CONNECT WITH US

Seagate warns of data center carbon crisis as AI storage demands triple

Vyra Wu, DIGITIMES Asia, Taipei 0

Credit: AFP

Seagate Technology Holdings Plc warned that AI's exploding demand for data storage is fueling a carbon crisis in data centers, even as it unveiled next-gen storage solutions at Computex 2025. The company projects that global data volume will triple between 2023 and 2028, surpassing zettabyte levels and outpacing current manufacturing capabilities. A survey of over 300 data center professionals conducted by Seagate identified high energy consumption as the top obstacle to sustainable expansion.

Source: Seagate

Source: Seagate

"The value of data has never been greater, driven by AI's ability to extract insights," said Colin Presly, Seagate's VP of Customer Engineering, during his Computex keynote. However, he cautioned that this data surge is "amplifying the carbon footprint of our data centers and becoming a real problem for our industry."

Storage industry faces manufacturing shortfall

The scale of the challenge is stark. Seagate estimates the entire hard drive industry produces only 1-2 zettabytes of storage capacity annually, a fraction of projected data creation. A zettabyte represents one trillion gigabytes, highlighting the magnitude of the gap between supply and demand.

The company's survey of 1,000 IT professionals found that 72% either currently use AI or plan to implement it, with 90% of existing AI users believing that retaining historical data improves artificial intelligence outcomes. This reluctance to delete information is driving unprecedented storage demand, creating what industry analysts describe as a potential supply crunch.

Goldman Sachs Research forecasts global power demand from data centers will increase by as much as 165% by 2030, compared with 2023, adding urgency to efficiency improvements across the storage ecosystem.

NVMe hard drives target GPU integration

At its Computex booth, Seagate showcased prototype hard drives equipped with NVMe interfaces, traditionally reserved for faster solid-state drives.
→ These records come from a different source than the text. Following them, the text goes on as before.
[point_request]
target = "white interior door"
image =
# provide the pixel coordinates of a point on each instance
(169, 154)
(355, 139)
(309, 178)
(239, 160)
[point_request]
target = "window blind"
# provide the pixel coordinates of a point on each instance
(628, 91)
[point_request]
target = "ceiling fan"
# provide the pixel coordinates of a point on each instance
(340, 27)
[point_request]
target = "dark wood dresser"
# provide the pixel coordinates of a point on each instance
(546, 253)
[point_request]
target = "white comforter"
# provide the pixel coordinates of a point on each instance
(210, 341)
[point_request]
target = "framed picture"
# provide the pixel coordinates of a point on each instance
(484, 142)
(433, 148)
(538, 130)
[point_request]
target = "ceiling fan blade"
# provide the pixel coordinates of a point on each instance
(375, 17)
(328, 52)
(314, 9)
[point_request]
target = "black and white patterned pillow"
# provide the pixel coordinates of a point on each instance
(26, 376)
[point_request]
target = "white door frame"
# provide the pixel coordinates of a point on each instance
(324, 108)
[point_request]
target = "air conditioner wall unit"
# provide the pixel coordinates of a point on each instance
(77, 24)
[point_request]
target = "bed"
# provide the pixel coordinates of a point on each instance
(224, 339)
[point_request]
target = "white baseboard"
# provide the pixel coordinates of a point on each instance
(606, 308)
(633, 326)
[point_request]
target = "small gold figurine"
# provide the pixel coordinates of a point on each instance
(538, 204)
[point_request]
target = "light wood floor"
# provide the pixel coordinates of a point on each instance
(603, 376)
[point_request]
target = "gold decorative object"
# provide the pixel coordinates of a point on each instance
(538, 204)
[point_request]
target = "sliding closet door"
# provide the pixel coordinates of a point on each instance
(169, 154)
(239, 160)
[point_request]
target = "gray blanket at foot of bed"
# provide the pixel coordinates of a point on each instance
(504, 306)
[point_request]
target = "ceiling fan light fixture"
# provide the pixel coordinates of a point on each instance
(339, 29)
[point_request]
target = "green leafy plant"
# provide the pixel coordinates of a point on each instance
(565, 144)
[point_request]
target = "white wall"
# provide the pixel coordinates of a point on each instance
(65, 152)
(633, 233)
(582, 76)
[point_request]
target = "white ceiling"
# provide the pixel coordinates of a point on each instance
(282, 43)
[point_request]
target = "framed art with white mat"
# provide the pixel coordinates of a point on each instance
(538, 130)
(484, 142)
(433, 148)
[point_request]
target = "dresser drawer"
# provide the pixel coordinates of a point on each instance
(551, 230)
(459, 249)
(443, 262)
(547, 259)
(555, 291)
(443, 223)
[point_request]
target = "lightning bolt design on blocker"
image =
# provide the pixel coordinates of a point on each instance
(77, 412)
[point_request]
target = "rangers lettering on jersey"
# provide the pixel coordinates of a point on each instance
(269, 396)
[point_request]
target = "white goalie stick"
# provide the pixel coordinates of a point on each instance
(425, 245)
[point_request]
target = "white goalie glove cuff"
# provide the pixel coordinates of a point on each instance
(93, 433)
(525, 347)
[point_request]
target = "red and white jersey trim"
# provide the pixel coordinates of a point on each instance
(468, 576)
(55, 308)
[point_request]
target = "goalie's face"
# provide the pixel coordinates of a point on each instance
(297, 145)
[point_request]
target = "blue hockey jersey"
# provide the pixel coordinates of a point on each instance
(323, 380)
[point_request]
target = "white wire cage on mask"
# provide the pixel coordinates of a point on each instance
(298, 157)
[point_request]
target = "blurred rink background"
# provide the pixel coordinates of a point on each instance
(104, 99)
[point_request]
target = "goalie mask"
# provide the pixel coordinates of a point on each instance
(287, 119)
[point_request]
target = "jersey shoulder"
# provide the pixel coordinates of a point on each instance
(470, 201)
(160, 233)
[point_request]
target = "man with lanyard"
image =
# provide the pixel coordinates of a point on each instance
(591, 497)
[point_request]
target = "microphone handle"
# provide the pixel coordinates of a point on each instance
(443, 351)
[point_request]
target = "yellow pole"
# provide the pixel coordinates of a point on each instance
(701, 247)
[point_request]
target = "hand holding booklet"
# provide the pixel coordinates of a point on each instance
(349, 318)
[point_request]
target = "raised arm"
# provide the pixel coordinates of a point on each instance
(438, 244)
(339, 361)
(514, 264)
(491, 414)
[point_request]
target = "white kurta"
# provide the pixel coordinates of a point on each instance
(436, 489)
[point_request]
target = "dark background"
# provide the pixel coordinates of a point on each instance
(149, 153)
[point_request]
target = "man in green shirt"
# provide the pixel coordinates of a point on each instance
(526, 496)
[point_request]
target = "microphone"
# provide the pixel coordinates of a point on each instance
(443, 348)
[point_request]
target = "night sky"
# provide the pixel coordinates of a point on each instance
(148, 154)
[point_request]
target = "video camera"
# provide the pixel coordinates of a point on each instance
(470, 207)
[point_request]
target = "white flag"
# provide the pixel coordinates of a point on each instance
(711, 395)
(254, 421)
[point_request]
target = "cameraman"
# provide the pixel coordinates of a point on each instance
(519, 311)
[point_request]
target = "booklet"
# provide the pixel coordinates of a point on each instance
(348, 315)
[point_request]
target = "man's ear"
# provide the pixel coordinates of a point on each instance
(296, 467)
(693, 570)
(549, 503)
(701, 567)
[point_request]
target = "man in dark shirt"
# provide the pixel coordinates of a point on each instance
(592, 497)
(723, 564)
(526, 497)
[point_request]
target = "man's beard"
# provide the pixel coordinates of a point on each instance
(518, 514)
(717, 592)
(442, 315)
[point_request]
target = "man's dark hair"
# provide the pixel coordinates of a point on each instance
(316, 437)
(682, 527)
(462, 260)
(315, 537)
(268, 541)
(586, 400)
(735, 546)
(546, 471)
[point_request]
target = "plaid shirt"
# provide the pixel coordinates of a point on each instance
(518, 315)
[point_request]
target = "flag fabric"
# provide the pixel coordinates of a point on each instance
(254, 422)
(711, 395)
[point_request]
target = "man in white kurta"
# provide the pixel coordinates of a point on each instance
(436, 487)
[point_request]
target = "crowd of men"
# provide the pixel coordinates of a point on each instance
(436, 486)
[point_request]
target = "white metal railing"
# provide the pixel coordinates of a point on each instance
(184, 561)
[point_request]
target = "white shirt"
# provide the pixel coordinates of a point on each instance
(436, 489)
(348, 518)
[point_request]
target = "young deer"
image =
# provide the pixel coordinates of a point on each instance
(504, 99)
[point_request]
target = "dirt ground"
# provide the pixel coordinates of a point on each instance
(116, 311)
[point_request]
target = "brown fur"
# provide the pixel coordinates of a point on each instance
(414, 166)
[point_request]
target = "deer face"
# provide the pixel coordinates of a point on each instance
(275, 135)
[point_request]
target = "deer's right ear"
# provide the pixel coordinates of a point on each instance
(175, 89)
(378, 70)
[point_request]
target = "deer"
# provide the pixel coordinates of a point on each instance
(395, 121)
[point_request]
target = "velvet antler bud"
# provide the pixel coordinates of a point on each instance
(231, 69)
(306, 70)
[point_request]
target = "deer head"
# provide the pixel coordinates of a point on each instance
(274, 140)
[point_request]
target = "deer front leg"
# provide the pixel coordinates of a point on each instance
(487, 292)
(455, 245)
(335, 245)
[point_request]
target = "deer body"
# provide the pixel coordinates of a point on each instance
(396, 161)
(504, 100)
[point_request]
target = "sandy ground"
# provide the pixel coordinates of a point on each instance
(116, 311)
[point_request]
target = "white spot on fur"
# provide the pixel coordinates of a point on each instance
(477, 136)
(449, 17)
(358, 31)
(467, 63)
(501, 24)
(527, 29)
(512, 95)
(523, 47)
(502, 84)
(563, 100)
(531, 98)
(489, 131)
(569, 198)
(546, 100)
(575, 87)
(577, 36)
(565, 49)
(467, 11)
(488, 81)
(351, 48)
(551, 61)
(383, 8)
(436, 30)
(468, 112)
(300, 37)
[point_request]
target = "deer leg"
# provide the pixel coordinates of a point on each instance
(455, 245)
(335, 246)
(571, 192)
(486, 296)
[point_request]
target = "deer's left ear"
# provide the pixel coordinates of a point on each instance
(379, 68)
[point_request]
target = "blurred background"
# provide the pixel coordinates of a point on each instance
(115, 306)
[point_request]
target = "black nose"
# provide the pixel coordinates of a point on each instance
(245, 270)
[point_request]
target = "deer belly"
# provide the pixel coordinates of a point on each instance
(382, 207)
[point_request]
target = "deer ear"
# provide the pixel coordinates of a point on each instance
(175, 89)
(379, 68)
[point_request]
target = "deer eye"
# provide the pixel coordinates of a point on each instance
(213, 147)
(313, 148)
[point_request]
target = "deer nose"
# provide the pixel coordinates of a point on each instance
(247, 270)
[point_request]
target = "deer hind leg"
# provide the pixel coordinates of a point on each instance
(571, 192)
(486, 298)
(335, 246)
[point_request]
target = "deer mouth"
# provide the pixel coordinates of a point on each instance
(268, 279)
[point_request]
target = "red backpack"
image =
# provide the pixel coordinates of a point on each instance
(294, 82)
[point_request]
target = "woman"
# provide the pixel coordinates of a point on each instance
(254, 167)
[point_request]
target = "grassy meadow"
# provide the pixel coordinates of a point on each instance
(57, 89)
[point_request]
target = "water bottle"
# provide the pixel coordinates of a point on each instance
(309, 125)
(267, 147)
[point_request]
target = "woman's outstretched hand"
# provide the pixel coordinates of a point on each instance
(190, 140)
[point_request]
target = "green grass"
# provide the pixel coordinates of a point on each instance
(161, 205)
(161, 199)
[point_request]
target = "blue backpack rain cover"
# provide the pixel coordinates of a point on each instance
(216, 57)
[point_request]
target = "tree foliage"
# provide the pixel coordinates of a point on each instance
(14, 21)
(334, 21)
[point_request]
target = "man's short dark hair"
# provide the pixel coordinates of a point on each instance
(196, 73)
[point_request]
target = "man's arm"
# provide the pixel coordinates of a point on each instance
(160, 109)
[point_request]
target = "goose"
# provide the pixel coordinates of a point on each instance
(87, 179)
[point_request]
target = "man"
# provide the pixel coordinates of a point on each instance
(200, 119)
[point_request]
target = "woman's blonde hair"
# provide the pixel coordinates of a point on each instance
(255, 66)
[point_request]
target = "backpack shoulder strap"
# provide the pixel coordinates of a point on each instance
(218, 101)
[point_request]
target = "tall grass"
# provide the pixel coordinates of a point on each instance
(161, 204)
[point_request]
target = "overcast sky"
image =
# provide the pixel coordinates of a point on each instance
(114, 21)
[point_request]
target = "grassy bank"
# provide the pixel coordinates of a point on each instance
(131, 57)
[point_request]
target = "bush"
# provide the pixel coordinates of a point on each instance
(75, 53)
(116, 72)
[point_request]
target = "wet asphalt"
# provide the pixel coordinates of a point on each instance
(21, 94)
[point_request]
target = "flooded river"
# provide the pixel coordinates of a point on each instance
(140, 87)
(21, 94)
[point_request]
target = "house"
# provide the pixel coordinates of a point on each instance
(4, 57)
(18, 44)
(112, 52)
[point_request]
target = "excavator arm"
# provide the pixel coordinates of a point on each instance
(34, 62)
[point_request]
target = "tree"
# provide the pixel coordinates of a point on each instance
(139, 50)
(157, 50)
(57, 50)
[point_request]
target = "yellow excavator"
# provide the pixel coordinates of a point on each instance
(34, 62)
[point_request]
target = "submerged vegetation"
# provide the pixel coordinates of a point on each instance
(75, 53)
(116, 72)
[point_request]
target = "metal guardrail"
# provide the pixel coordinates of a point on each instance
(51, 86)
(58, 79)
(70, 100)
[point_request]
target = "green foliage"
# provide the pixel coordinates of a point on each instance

The demonstration included direct connections to Nvidia graphics processing units through data processing units, potentially simplifying data center architectures by unifying storage interfaces.

The technology allows mechanical storage to sit closer to AI processing units while maintaining compatibility with existing infrastructure. Single-lane NVMe drives would use current SATA connections, while dual-lane versions would leverage SAS interconnects, addressing enterprise concerns about legacy system integration.

Credit: Seagate

Credit: Seagate

Seagate has not announced commercial availability for the NVMe hard drive technology, stating it is collecting customer feedback through the industry standards organization OCP to finalize specifications.

HAMR technology enters production

The company's heat-assisted magnetic recording technology, branded Mozaic 3+, has entered volume production after more than 20 years of development and over US$1 billion in investment. The technology uses integrated lasers to heat magnetic media to 800 degrees Fahrenheit within nanoseconds, enabling higher data density within the same physical footprint.

The HAMR technology promises higher data density within the same physical footprint. However, the technology's commercial adoption rate remains to be demonstrated as customers evaluate performance and reliability in production environments.

E-waste challenge highlighted

Presly revealed that 200 million hard drives are destroyed annually through industrial shredding, primarily due to data security concerns when devices are retired from data centers. This practice converts functional hardware into waste, representing a significant environmental inefficiency.

Seagate has developed encryption techniques working with standards organizations NIST and ISO that enable secure drive reuse through cryptographic key deletion. The company's recycling programs have reclaimed over one metric ton of rare earth magnets from discarded drives, though this represents a small fraction of industry-wide waste.

New features like autonomous drive regeneration allow continued operation even when individual components fail, potentially extending device lifecycles. However, adoption of these lifecycle extension technologies across the broader industry remains inconsistent.

Industry seeks balance

Seagate's internal studies position hard drives as having the lowest embodied carbon footprint compared to SSDs and tape storage when measuring full lifecycle emissions. However, the company acknowledged that optimal data center design requires strategic deployment of multiple storage technologies rather than relying on any single solution.

Major cloud service providers are already implementing mixed storage architectures to balance performance requirements with cost and environmental considerations. SSDs remain essential for high-performance applications requiring direct GPU access, while hard drives handle bulk storage needs.

The challenge facing the industry extends beyond individual companies. Data center operators must navigate energy infrastructure limitations that often cannot be upgraded to meet AI processing demands, while balancing growth requirements against mounting pressure to reduce carbon emissions.

As AI adoption accelerates across industries, the tension between computational demands and environmental sustainability is likely to intensify, making storage efficiency innovations increasingly critical for the sector's long-term viability.